Fieldset
Bangladesh: "Every vaccinated person is one fewer who will get sick!"

German nurse Heidi Anguria is in Bangladesh, working for Médecins Sans Frontières / Doctors Without Borders (MSF) inside the Kutupalong refugee camp - home to hundreds of thousands of Rohingya people who have fled violence in Myanmar. Here, in her fifth blog post, she shares how her team are taking on a massive vaccination campaign to protect one million people against cholera.

Heidi and Alnoman

I don’t know how to describe the past week, but I'll try.
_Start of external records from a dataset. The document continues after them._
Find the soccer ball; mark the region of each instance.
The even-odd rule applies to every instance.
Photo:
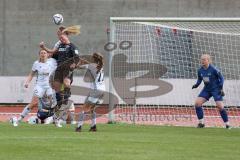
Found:
[[[31,116],[28,119],[28,124],[38,124],[38,118],[37,116]]]
[[[60,25],[63,23],[63,16],[61,14],[54,14],[53,15],[53,22],[56,25]]]

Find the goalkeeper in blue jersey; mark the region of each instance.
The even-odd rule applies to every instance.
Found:
[[[204,125],[204,113],[202,105],[208,101],[211,97],[214,98],[216,106],[219,110],[219,113],[223,119],[223,122],[226,125],[226,128],[229,129],[230,125],[228,122],[228,114],[224,109],[223,104],[223,82],[224,78],[220,71],[216,69],[211,64],[211,57],[208,54],[203,54],[201,56],[201,68],[198,70],[198,79],[197,83],[192,86],[192,89],[197,88],[201,82],[204,82],[204,88],[198,95],[195,101],[196,114],[199,120],[198,128],[205,127]]]

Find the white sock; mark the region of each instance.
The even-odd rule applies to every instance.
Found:
[[[229,126],[229,122],[225,122],[225,125],[228,125],[228,126]]]
[[[92,124],[91,124],[91,127],[95,126],[96,123],[97,123],[97,115],[96,115],[96,112],[93,112],[92,113]]]
[[[84,117],[85,117],[84,111],[80,112],[77,127],[80,127],[83,125]]]
[[[70,112],[70,115],[69,115],[71,121],[75,121],[74,115],[75,115],[74,111],[71,111],[71,112]]]
[[[18,118],[18,121],[21,121],[24,117],[26,117],[27,115],[28,115],[28,113],[30,113],[31,112],[31,109],[29,108],[29,105],[27,105],[24,109],[23,109],[23,111],[22,111],[22,113],[21,113],[21,116]]]
[[[204,124],[204,119],[199,119],[199,123]]]

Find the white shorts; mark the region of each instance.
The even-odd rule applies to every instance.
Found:
[[[62,104],[60,110],[68,110],[68,111],[74,111],[75,106],[74,102],[72,100],[68,100],[68,104]]]
[[[89,104],[99,104],[104,96],[104,91],[93,90],[87,96],[85,103]]]
[[[42,98],[46,94],[47,96],[50,96],[53,94],[53,90],[50,86],[39,86],[36,85],[33,90],[33,95],[37,96],[38,98]]]

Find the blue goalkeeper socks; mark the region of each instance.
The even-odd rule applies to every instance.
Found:
[[[223,119],[223,122],[228,122],[228,115],[227,115],[227,111],[225,110],[225,109],[221,109],[220,111],[219,111],[219,113],[220,113],[220,115],[221,115],[221,117],[222,117],[222,119]]]
[[[203,119],[203,109],[201,106],[196,106],[195,107],[196,114],[199,120]]]

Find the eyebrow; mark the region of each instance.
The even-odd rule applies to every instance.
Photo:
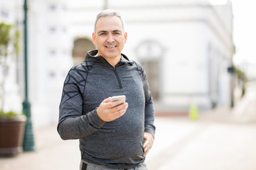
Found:
[[[97,34],[100,34],[100,33],[107,33],[108,31],[107,30],[99,30],[97,32]],[[112,33],[122,33],[122,30],[111,30]]]

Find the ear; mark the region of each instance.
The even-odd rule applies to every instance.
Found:
[[[127,40],[127,33],[125,32],[124,33],[124,43],[126,43]]]
[[[95,45],[96,45],[95,39],[96,39],[96,35],[95,35],[95,33],[92,33],[92,41]]]

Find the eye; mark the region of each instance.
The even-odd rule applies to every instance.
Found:
[[[121,33],[119,32],[114,32],[114,35],[120,35]]]

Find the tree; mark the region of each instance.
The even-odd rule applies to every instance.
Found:
[[[20,51],[20,32],[15,27],[0,23],[0,110],[4,110],[5,81],[10,64]]]

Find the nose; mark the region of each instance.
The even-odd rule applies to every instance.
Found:
[[[114,39],[112,35],[110,34],[109,36],[107,37],[107,42],[111,43],[111,42],[113,42],[114,41]]]

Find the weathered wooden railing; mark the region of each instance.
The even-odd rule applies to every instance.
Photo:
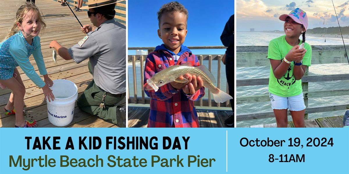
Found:
[[[62,1],[64,0],[53,0],[57,2],[61,2]],[[67,3],[70,6],[77,6],[77,1],[78,0],[66,0]],[[116,14],[115,14],[114,18],[117,19],[121,21],[119,21],[124,25],[126,24],[126,0],[121,1],[120,3],[117,3],[115,6],[115,11]],[[82,1],[82,6],[86,6],[86,3],[87,2],[87,0],[83,0]],[[75,13],[75,11],[74,11]]]
[[[191,50],[195,49],[225,49],[227,47],[224,46],[204,46],[204,47],[188,47],[188,48]],[[148,51],[148,53],[150,53],[151,52],[153,51],[155,49],[155,47],[132,47],[132,48],[129,48],[129,50],[147,50]],[[193,53],[194,54],[195,53]],[[199,59],[199,61],[200,63],[200,65],[202,65],[202,61],[208,61],[208,69],[210,71],[212,72],[211,70],[211,65],[212,61],[217,61],[218,63],[217,66],[217,77],[215,77],[215,78],[217,78],[216,79],[217,79],[217,87],[218,88],[220,88],[221,86],[221,65],[222,63],[221,61],[221,58],[223,57],[223,55],[197,55],[195,54],[196,56],[198,57],[198,58]],[[133,74],[133,79],[128,79],[128,81],[130,81],[131,80],[133,80],[133,90],[134,90],[134,96],[132,97],[130,97],[129,96],[129,88],[128,88],[128,103],[135,103],[135,104],[149,104],[150,103],[150,98],[147,97],[146,97],[144,96],[144,93],[143,90],[143,86],[137,86],[137,83],[136,82],[137,80],[140,80],[141,82],[141,84],[143,84],[143,80],[144,79],[144,77],[143,77],[144,72],[144,67],[143,67],[143,63],[140,63],[140,74],[136,74],[136,62],[139,61],[140,62],[144,62],[145,61],[146,59],[147,58],[146,55],[129,55],[128,57],[128,61],[132,62],[132,72],[130,72],[129,71],[128,71],[129,74],[132,73]],[[223,78],[225,78],[225,74],[223,74]],[[137,78],[139,78],[137,79]],[[225,85],[225,84],[224,84]],[[227,91],[228,90],[228,84],[227,85]],[[137,96],[137,87],[141,88],[141,97],[139,97]],[[208,99],[203,99],[202,98],[200,98],[199,101],[195,101],[194,102],[194,104],[195,106],[207,106],[210,107],[211,106],[216,106],[217,107],[231,107],[230,104],[229,103],[229,101],[227,101],[225,103],[216,103],[213,100],[213,98],[211,98],[211,93],[210,92],[209,90],[208,90],[208,93],[206,93],[205,95],[208,95]],[[228,93],[228,92],[227,92]],[[210,101],[211,102],[209,102]],[[212,103],[216,103],[214,106],[213,105]]]
[[[342,63],[348,63],[343,45],[313,45],[312,46],[312,65]],[[237,46],[236,49],[237,67],[270,67],[269,60],[267,58],[267,46]],[[347,47],[347,50],[348,49],[348,48]],[[347,69],[348,70],[347,72],[349,73],[349,65]],[[237,73],[238,73],[239,72]],[[313,76],[307,76],[307,68],[305,75],[302,79],[305,104],[307,106],[305,109],[305,119],[307,118],[307,114],[309,113],[349,109],[349,104],[308,107],[308,98],[309,98],[349,95],[349,84],[346,87],[347,89],[331,90],[329,89],[327,91],[308,91],[308,82],[349,80],[349,73]],[[269,78],[239,79],[236,81],[236,86],[268,85],[268,82]],[[236,104],[238,104],[270,101],[268,94],[240,97],[237,96]],[[288,114],[290,115],[289,111]],[[255,112],[252,113],[238,114],[236,115],[236,120],[239,121],[274,117],[272,110],[266,112],[255,111]]]

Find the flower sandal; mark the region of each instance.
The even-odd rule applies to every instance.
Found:
[[[16,125],[15,125],[15,127],[36,127],[36,126],[38,126],[38,122],[36,120],[34,120],[33,121],[28,121],[26,120],[25,120],[24,121],[27,121],[27,124],[23,127],[17,126]]]

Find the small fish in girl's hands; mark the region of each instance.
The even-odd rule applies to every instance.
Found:
[[[213,85],[213,83],[216,82],[215,78],[205,65],[192,66],[190,62],[187,62],[181,65],[169,66],[156,73],[150,79],[147,79],[147,83],[156,92],[159,89],[159,87],[172,81],[180,83],[188,82],[188,80],[185,79],[181,81],[177,79],[178,77],[184,76],[187,73],[201,78],[203,82],[203,86],[211,90],[213,94],[215,101],[216,102],[223,103],[233,98],[230,95]]]
[[[52,57],[53,58],[54,63],[57,63],[57,53],[56,53],[56,50],[54,49],[53,49],[53,52],[52,53]]]

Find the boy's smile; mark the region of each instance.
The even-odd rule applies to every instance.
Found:
[[[178,11],[164,13],[160,19],[159,26],[158,35],[166,48],[178,54],[187,35],[186,15]]]

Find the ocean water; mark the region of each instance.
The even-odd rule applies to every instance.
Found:
[[[267,46],[272,39],[283,35],[283,33],[261,32],[238,32],[236,35],[237,46]],[[346,36],[347,37],[347,36]],[[340,37],[340,35],[339,36]],[[343,45],[341,38],[325,38],[321,35],[306,34],[306,42],[311,45]],[[346,45],[349,45],[349,39],[344,39]],[[238,68],[236,69],[237,79],[250,78],[268,78],[269,76],[270,67]],[[314,65],[309,68],[309,74],[324,75],[347,73],[349,72],[348,63],[327,64]],[[310,91],[327,90],[349,89],[349,80],[341,80],[326,82],[309,82],[309,89]],[[246,96],[268,94],[268,85],[258,85],[239,87],[236,88],[237,98]],[[340,104],[349,103],[349,95],[310,98],[308,100],[308,106]],[[253,103],[238,104],[236,112],[239,114],[247,113],[256,112],[272,111],[270,102]],[[343,115],[345,110],[336,111],[308,114],[308,118]],[[289,117],[289,120],[291,120]],[[276,122],[275,118],[259,119],[237,122],[238,127],[256,125],[260,124]]]

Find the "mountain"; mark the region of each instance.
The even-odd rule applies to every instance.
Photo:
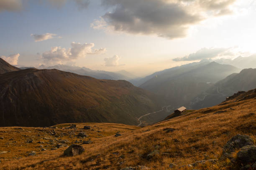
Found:
[[[256,55],[248,57],[238,57],[233,60],[222,58],[215,60],[220,64],[230,64],[241,69],[256,68]]]
[[[56,69],[0,75],[0,126],[89,122],[137,125],[138,117],[161,108],[161,101],[125,80],[97,80]]]
[[[19,70],[19,68],[12,66],[3,59],[0,58],[0,74],[17,71]]]
[[[103,70],[93,70],[85,67],[79,67],[77,66],[71,66],[63,65],[57,65],[52,66],[46,67],[41,67],[41,68],[44,68],[48,70],[57,69],[61,71],[67,71],[74,73],[77,74],[92,77],[99,79],[106,79],[118,80],[123,80],[128,81],[133,78],[127,76],[125,75],[131,76],[131,74],[126,71],[121,71],[117,72],[111,72]],[[124,75],[122,74],[123,73]]]
[[[189,108],[198,109],[220,103],[238,91],[256,88],[256,69],[246,69],[219,81],[191,100]]]
[[[142,128],[105,123],[0,128],[0,169],[253,170],[255,151],[243,148],[245,160],[237,153],[256,144],[256,90],[230,98]],[[78,135],[82,133],[89,137]],[[84,152],[64,156],[74,144]],[[227,154],[227,147],[235,152]]]
[[[214,83],[239,71],[230,65],[199,62],[155,73],[139,87],[163,96],[173,109],[184,105]]]

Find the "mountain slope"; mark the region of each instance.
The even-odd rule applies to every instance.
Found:
[[[184,105],[213,83],[239,69],[213,62],[187,65],[166,70],[139,86],[163,96],[174,108]]]
[[[19,70],[19,68],[12,66],[4,60],[0,58],[0,74],[3,74],[11,71],[17,71]]]
[[[189,107],[192,109],[210,107],[220,103],[238,91],[256,88],[256,69],[246,69],[232,74],[216,83],[192,100]]]
[[[88,122],[137,125],[138,118],[160,108],[158,102],[154,95],[125,80],[57,70],[28,69],[0,75],[0,126]]]
[[[72,129],[66,129],[70,124],[46,128],[0,128],[3,138],[0,140],[0,150],[3,151],[0,167],[4,170],[115,170],[138,165],[141,168],[124,169],[240,170],[233,166],[236,158],[221,158],[222,151],[227,142],[238,134],[248,135],[255,142],[256,98],[256,89],[238,94],[218,105],[143,128],[110,123],[78,123]],[[94,130],[84,130],[85,125]],[[81,132],[89,137],[78,137]],[[121,136],[116,137],[118,132]],[[31,138],[32,142],[26,142]],[[89,139],[90,143],[81,143]],[[74,143],[86,151],[74,157],[64,156],[64,150]],[[236,140],[232,143],[237,146],[241,143]],[[41,151],[42,148],[47,150]],[[156,150],[156,154],[147,156]],[[32,150],[34,156],[29,155]]]

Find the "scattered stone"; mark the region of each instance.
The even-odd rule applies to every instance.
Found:
[[[118,136],[121,136],[121,134],[120,134],[119,133],[116,133],[115,135],[115,137],[118,137]]]
[[[164,131],[165,131],[166,133],[169,133],[173,132],[175,130],[175,129],[173,128],[166,128],[165,129],[164,129]]]
[[[211,163],[212,164],[215,164],[217,162],[217,160],[215,159],[210,159],[208,160],[199,160],[191,164],[193,166],[197,166],[198,164],[205,164],[206,163]]]
[[[221,111],[218,111],[218,112],[215,112],[214,113],[213,113],[213,115],[215,115],[216,114],[219,114],[219,113],[223,113],[224,112],[227,112],[227,110],[221,110]]]
[[[85,133],[83,132],[80,132],[79,133],[78,133],[78,135],[77,135],[77,136],[80,136],[80,137],[82,137],[82,138],[84,138],[84,137],[87,138],[88,136],[88,135],[86,135]]]
[[[33,139],[28,139],[27,140],[27,143],[33,143]]]
[[[67,128],[66,129],[75,129],[77,128],[76,125],[72,125],[70,127]]]
[[[256,169],[256,162],[255,162],[255,163],[254,163],[253,165],[252,168]]]
[[[64,155],[71,156],[80,155],[84,151],[84,148],[81,145],[73,144],[64,151]]]
[[[120,169],[120,170],[135,170],[135,168],[134,168],[133,167],[126,167],[124,168]]]
[[[241,148],[237,153],[237,159],[244,163],[249,163],[256,161],[256,146],[245,146]]]
[[[29,156],[34,156],[36,155],[36,153],[35,151],[32,151],[28,154]]]
[[[91,127],[90,126],[84,126],[84,129],[85,129],[85,130],[91,129]]]
[[[158,150],[154,150],[150,153],[147,155],[147,159],[149,160],[158,155],[160,154],[160,152]]]
[[[169,168],[174,168],[177,167],[178,166],[176,164],[174,164],[174,163],[170,163],[169,165]]]
[[[254,145],[254,141],[250,136],[238,134],[233,136],[224,145],[223,153],[231,153],[234,152],[236,149],[240,149],[246,145]]]
[[[83,144],[90,144],[90,143],[92,143],[92,141],[91,140],[87,140],[87,141],[84,141],[83,142]]]

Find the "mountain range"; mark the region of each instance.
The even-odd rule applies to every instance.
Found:
[[[239,91],[256,88],[256,69],[246,69],[220,80],[192,100],[189,108],[198,109],[217,105]]]
[[[0,68],[5,65],[15,68],[5,62]],[[125,80],[56,69],[0,74],[0,126],[89,122],[137,125],[139,117],[161,108],[161,100]]]
[[[152,78],[139,87],[162,96],[173,109],[240,70],[232,65],[215,62],[195,62],[155,73],[146,78]]]

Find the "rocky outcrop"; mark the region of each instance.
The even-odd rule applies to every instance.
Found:
[[[64,151],[64,155],[67,156],[75,156],[82,154],[84,150],[82,146],[73,144]]]
[[[241,148],[237,153],[237,159],[243,163],[256,162],[256,146],[245,146]]]

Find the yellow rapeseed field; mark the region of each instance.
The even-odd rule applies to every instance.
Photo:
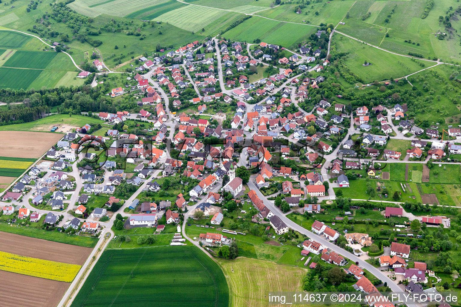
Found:
[[[0,270],[30,276],[70,283],[81,267],[0,251]]]
[[[0,168],[22,168],[25,169],[32,163],[29,161],[12,161],[0,160]]]

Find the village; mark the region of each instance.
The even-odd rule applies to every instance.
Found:
[[[100,127],[87,123],[66,132],[2,193],[2,222],[100,239],[114,230],[169,229],[170,245],[187,239],[213,256],[254,235],[253,227],[276,246],[296,243],[297,265],[309,268],[309,278],[334,266],[342,281],[343,272],[351,275],[351,286],[368,294],[448,289],[447,276],[454,282],[459,269],[444,266],[441,277],[431,269],[442,265],[431,257],[428,266],[421,250],[437,255],[453,243],[417,241],[448,239],[451,220],[436,212],[438,195],[420,204],[433,205],[435,216],[406,206],[404,197],[420,199],[408,164],[406,183],[381,182],[405,162],[420,166],[415,180],[426,166],[459,172],[449,156],[461,153],[460,128],[441,136],[436,123],[419,127],[405,104],[390,99],[355,109],[316,99],[311,93],[322,88],[329,60],[307,46],[287,52],[214,38],[141,58],[129,86],[107,93],[137,95],[139,111],[82,113],[111,128],[97,135]],[[101,61],[94,62],[101,75]],[[264,66],[274,73],[254,78]],[[354,222],[370,233],[354,232]]]

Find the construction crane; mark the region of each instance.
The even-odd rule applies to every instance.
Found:
[[[448,135],[448,140],[450,140],[450,135],[448,134],[448,133],[446,131],[445,131],[444,129],[442,128],[442,142],[443,141],[443,135],[445,134],[445,132],[447,133],[447,134]]]

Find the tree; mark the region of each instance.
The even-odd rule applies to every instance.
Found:
[[[394,200],[399,200],[400,199],[400,194],[397,191],[396,191],[394,192],[394,195],[392,196],[392,199]]]
[[[242,179],[242,183],[244,185],[248,183],[250,180],[250,171],[244,168],[237,168],[235,171],[235,175]]]
[[[122,229],[123,229],[123,222],[121,220],[117,220],[117,224],[115,224],[115,229],[117,230],[122,230]]]
[[[451,272],[451,279],[454,281],[455,279],[457,279],[458,277],[460,277],[460,274],[458,272],[458,271],[456,270],[454,270],[453,272]]]
[[[226,259],[229,259],[230,256],[230,250],[229,247],[227,245],[224,245],[219,250],[221,252],[221,254],[222,255],[223,257]]]
[[[288,212],[290,211],[290,205],[288,204],[288,203],[284,201],[284,202],[282,203],[282,204],[280,205],[280,210],[281,210],[282,212],[284,213]]]
[[[203,211],[201,211],[199,210],[197,210],[197,211],[196,211],[194,213],[194,217],[196,219],[201,219],[201,218],[203,217],[203,216],[204,215],[205,213],[203,212]]]
[[[420,220],[415,219],[411,221],[411,227],[412,230],[414,231],[419,230],[420,228],[421,228],[421,222],[420,222]]]
[[[143,244],[146,243],[147,239],[146,238],[145,236],[140,236],[138,237],[138,239],[136,242],[139,245],[142,245]]]
[[[339,266],[335,266],[328,271],[328,281],[332,284],[338,284],[346,278],[346,272]]]

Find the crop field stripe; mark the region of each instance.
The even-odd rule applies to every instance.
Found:
[[[18,177],[24,173],[24,168],[0,168],[0,176],[5,177]]]
[[[94,7],[95,6],[100,6],[101,4],[106,4],[106,3],[108,3],[109,2],[112,2],[112,1],[115,1],[115,0],[107,0],[107,1],[105,1],[103,2],[101,2],[100,3],[96,3],[96,4],[93,4],[91,6],[88,6],[88,7]]]
[[[10,161],[27,161],[28,162],[35,162],[37,159],[32,158],[16,158],[10,156],[0,156],[0,160],[7,160]]]
[[[0,269],[47,279],[70,283],[82,266],[0,251]]]
[[[0,168],[7,168],[16,169],[25,169],[32,164],[30,161],[13,161],[12,160],[0,160]]]
[[[187,272],[180,276],[181,284],[174,278],[161,282],[160,275],[180,275],[182,271]],[[159,278],[158,281],[151,281],[153,274]],[[187,297],[181,295],[185,287],[192,294]],[[114,298],[113,293],[117,289]],[[138,295],[145,294],[146,290],[156,295],[155,300],[148,295]],[[219,266],[195,247],[146,248],[142,251],[140,248],[112,249],[101,255],[72,306],[93,306],[97,298],[99,307],[116,307],[129,301],[143,303],[146,307],[160,304],[228,307],[228,294],[227,283]]]
[[[22,47],[31,36],[14,33],[9,31],[0,31],[0,47],[7,48],[16,48]]]
[[[0,67],[0,87],[27,89],[41,70]]]

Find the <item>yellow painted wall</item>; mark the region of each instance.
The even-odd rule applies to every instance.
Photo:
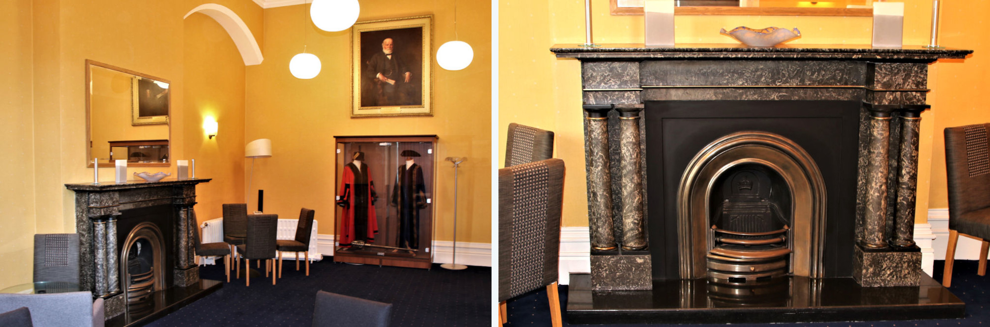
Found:
[[[335,135],[437,134],[437,240],[453,238],[453,168],[447,156],[468,157],[458,173],[457,241],[491,242],[491,9],[487,1],[457,3],[459,40],[474,49],[460,71],[433,64],[434,117],[350,119],[350,30],[329,33],[309,22],[309,5],[266,9],[265,61],[248,67],[245,141],[270,138],[272,157],[257,159],[255,190],[265,194],[264,211],[298,216],[316,210],[319,233],[334,233]],[[453,1],[362,1],[358,21],[434,15],[434,48],[453,41]],[[323,68],[300,80],[288,63],[302,52],[316,54]],[[245,159],[250,165],[249,159]],[[249,167],[247,169],[249,170]],[[248,176],[246,176],[246,179]]]
[[[110,143],[107,141],[168,138],[168,124],[131,123],[134,105],[131,84],[134,75],[94,66],[91,76],[91,158],[103,159],[101,162],[110,158]],[[127,154],[117,153],[116,157],[127,158]]]
[[[927,44],[931,1],[904,2],[904,43]],[[567,226],[588,224],[580,65],[575,59],[557,59],[548,48],[555,43],[585,41],[583,4],[572,0],[507,0],[499,6],[499,162],[505,161],[504,130],[510,123],[553,130],[554,156],[564,160],[569,172],[563,207]],[[592,1],[592,13],[596,43],[643,42],[643,16],[612,16],[605,0]],[[872,37],[869,17],[677,16],[674,24],[678,43],[735,43],[719,35],[719,30],[738,26],[797,27],[802,38],[792,41],[795,44],[869,44]],[[931,136],[931,127],[923,125],[922,132],[923,138]],[[924,148],[922,155],[926,155]],[[927,178],[925,173],[923,178]],[[928,193],[920,191],[917,220],[924,222]]]
[[[35,234],[32,8],[0,2],[0,287],[31,282]],[[25,244],[28,244],[26,247]]]

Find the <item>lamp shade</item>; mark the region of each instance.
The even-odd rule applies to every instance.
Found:
[[[313,25],[327,32],[341,32],[357,22],[361,6],[357,0],[313,0],[310,18]]]
[[[310,79],[320,74],[320,58],[313,53],[299,53],[289,60],[289,72],[298,79]]]
[[[437,63],[446,70],[461,70],[471,64],[474,50],[464,41],[451,41],[437,50]]]
[[[271,157],[271,140],[258,138],[245,146],[245,157],[248,158],[267,158]]]

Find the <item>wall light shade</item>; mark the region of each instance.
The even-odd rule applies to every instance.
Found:
[[[289,60],[289,72],[298,79],[310,79],[320,74],[320,58],[313,53],[299,53]]]
[[[464,69],[471,64],[471,59],[474,59],[474,50],[460,41],[446,42],[437,50],[437,63],[446,70]]]
[[[271,157],[271,140],[258,138],[250,141],[245,146],[245,157],[247,158],[268,158]]]
[[[217,129],[220,128],[220,124],[217,123],[217,120],[212,117],[207,117],[203,120],[203,131],[206,131],[206,135],[210,138],[217,135]]]
[[[313,0],[310,18],[313,25],[327,32],[341,32],[357,22],[361,6],[357,0]]]

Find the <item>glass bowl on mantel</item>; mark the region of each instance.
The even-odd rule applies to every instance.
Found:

For me, the ongoing vaccination campaign is like the salt in the soup (a German saying that means “the best bit”) of our project – intensive, hot, full of work and rich in encounters and experiences.

To be clear, the goal is to vaccinate 985,000 people against cholera… in seven days!

To make it happen, we have 170 vaccination teams with 800 staff members in total. At the same time, several hundred outreach workers are busy informing and encouraging people to get vaccinated.

The good thing is that the vaccination is an oral treatment. That makes the whole process much faster. 

Organisation and high performance is required

The whole camp is subdivided into 25 “areas” and we work our ways from north to south. However, despite all our efforts, when we visit an area, we never manage to reach every single person there, so we also have to revisit areas in smaller teams. 

im-camp.jpg

View of the kutupalong refugee camp
The camp

The logistics begin early in the morning.

At 6:45am I go to the base of the Ministry of Health, to collect the vaccines. Up to 700 vials containing the vaccine can be carried in one box. From there, I take the boxes for my team directly to the area we will be working in that day.

I’m responsible for four mobile teams. That means we're on the move the whole day.

We start aby searching schools, places where food is distributed, mosques, health stations or similar places where people congregate. Another approach is to go from house to house, but that is of course much more time-intensive.

Each of my teams consists of five people. If necessary, they split up to reach more areas. They are already quite good at finding the right spots. They've literally scrambled to reach the highest numbers of people possible.

Uphill? Downhill? The most important thing is to keep moving!

After I’ve sent my teams on their way, I also start my tour with Al Noman, my right-hand man (pictured with me at the top of this blog post).

We walk the whole day from one team to another. Uphill and downhill in a heat that you can’t get used to. The only thing that helps is to drink, drink, drink … and to keep going!

If the queues are too big, we support the teams with vaccinating people. We make hundreds of phone calls each day to stay tuned with all the staff. We transport supplies if the vaccines are getting low. We keep contact with the World Health Organisation (WHO) team and solve all sorts of problems as they come up, which they inevitably do.

There's no time for lunch so we help ourselves to some nuts or cucumbers that we buy quickly at one of the many markets. At the end of the day, we have a final meeting to evaluate the day's work and plan the next one.

When I get home, I’m quite tired but also feel quite lucky.

On the one hand, all my colleagues are just great and it is a lot of fun working together. On the other hand, vaccination campaigns like this are one of the few activities where you know the impact at the end of a day – every vaccinated person is one fewer who will get sick!